HTML to PDF Converter Element

The integrated HTML to PDF Converter is implemented by the HtmlToPdfElement graphic element. It offers the possibility to specify the position and the size of the PDF content rendered from HTML and the possibility to add many HTML to PDF conversions to same document.

A very useful feature is the possibility to know the size of the rendered content in each page when the rendered content spans on many pages. The information about the last rendered page can be taken from the AddElementResult object returned after adding the element to a renderer like a page or template.

The HtmlToPdfElement offer many constructors that basically call the following two constructors with more or less default values for converting a URL or a HTML string to PDF:

Copy

public HtmlToPdfElement(float x, float y, float width, float height, 
    string urlToConvert, int htmlViewerWidth, int htmlViewerHeight);

   public HtmlToPdfElement(float x, float y, float width, float height, 
    string htmlStringToConvert, string htmlStringBaseURL,
    int htmlViewerWidth, int htmlViewerHeight);

Public Sub New(x As Single, y As Single, width As Single, height As Single, urlToConvert As String, htmlViewerWidth As Integer, _
    htmlViewerHeight As Integer)

Public Sub New(x As Single, y As Single, width As Single, height As Single, htmlStringToConvert As String, htmlStringBaseURL As String, _
    htmlViewerWidth As Integer, htmlViewerHeight As Integer)
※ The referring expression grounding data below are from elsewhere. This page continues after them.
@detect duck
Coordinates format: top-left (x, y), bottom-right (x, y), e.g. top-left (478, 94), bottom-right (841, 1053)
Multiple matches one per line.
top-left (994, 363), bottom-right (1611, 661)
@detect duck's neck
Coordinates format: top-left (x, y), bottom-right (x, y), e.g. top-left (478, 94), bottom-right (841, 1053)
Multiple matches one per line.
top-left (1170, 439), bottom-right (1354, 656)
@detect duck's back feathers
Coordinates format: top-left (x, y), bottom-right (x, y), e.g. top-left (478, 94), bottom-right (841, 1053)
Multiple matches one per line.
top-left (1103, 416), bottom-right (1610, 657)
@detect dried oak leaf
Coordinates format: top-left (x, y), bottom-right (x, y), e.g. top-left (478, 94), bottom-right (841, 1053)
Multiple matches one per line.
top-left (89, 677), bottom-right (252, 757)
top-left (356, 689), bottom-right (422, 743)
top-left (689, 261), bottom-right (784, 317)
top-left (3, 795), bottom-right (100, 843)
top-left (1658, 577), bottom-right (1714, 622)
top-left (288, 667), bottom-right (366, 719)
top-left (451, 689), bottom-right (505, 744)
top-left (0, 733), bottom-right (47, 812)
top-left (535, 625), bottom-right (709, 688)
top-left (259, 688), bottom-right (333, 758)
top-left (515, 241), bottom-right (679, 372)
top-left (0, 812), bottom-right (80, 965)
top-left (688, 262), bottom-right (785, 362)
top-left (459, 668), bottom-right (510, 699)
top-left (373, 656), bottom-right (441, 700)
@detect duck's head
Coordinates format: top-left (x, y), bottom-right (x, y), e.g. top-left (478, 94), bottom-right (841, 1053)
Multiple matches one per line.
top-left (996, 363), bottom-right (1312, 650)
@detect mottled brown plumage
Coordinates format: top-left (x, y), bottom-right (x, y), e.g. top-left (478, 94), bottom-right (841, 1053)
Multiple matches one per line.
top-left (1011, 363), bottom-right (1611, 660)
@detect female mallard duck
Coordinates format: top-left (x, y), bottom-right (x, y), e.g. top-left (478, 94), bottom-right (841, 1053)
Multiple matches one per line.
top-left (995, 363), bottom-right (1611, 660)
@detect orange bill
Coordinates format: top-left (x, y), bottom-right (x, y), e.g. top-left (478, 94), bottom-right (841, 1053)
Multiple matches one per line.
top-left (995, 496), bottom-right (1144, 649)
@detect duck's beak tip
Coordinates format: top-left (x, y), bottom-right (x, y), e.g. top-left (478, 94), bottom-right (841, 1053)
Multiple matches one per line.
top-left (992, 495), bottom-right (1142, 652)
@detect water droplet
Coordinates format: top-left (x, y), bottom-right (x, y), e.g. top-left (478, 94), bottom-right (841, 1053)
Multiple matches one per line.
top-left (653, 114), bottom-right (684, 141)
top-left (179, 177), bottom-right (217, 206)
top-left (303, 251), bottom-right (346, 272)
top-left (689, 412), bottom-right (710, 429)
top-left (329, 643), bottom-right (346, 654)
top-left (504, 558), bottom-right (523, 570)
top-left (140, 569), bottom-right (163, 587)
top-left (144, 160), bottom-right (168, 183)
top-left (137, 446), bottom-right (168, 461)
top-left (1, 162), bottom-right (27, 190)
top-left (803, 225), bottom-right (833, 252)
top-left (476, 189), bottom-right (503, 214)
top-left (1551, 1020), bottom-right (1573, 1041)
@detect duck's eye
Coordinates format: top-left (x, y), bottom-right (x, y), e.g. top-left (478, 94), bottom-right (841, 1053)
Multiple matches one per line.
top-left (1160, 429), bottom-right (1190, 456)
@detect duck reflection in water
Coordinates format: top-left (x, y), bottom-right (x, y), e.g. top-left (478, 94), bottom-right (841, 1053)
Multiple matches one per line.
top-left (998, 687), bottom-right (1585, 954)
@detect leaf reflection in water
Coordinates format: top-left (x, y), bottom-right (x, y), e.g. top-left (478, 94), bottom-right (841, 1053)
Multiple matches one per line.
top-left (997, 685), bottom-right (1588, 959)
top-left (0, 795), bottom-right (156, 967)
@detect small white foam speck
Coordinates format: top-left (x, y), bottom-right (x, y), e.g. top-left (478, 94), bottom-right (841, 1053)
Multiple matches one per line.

The various constructor parameters are explined below.

The first constructor creates a URL to PDF converter element at the specified x and y coordinates with the specified width and height. The virtual browser width and height in pixels are specified by the htmlViewerWidth and htmlViewerHeight parameters.

x - The x position in points where the rendered content will be placed.
y - The y position in points where the rendered content will be placed.
width - The destination width in points for the rendered content. If the specified with is negative, the destination width will be given by the available width in page or template.
height - The destination height in points for the rendered content. If the specified height is negative, the destination height will be auto determined so all the content can be rendered. Please note that the specified height is the effective height that will be rendered in the PDF document and does not include for example the empty spaces introduced by custom or automatic page breaks.
urlToConvert - The URL to convert to PDF.
htmlViewerWidth - The virtual browser width in pixels. The default value is 1024 pixels. The effect of this parameter is similar with viewing the HTML page in a browser window with the specified width. When this parameter is negative, the converter will try to auto-determine the HTML page width from the HTML body element width.
htmlViewerHeight - The virtual browser height in pixels. The default value is 0 which means the height will be auto-determined. The effect of this parameter is similar with viewing the HTML page in a browser window with the specified width and height. When this parameter is negative, the converter will try to auto-determine the HTML page height from the HTML body element height.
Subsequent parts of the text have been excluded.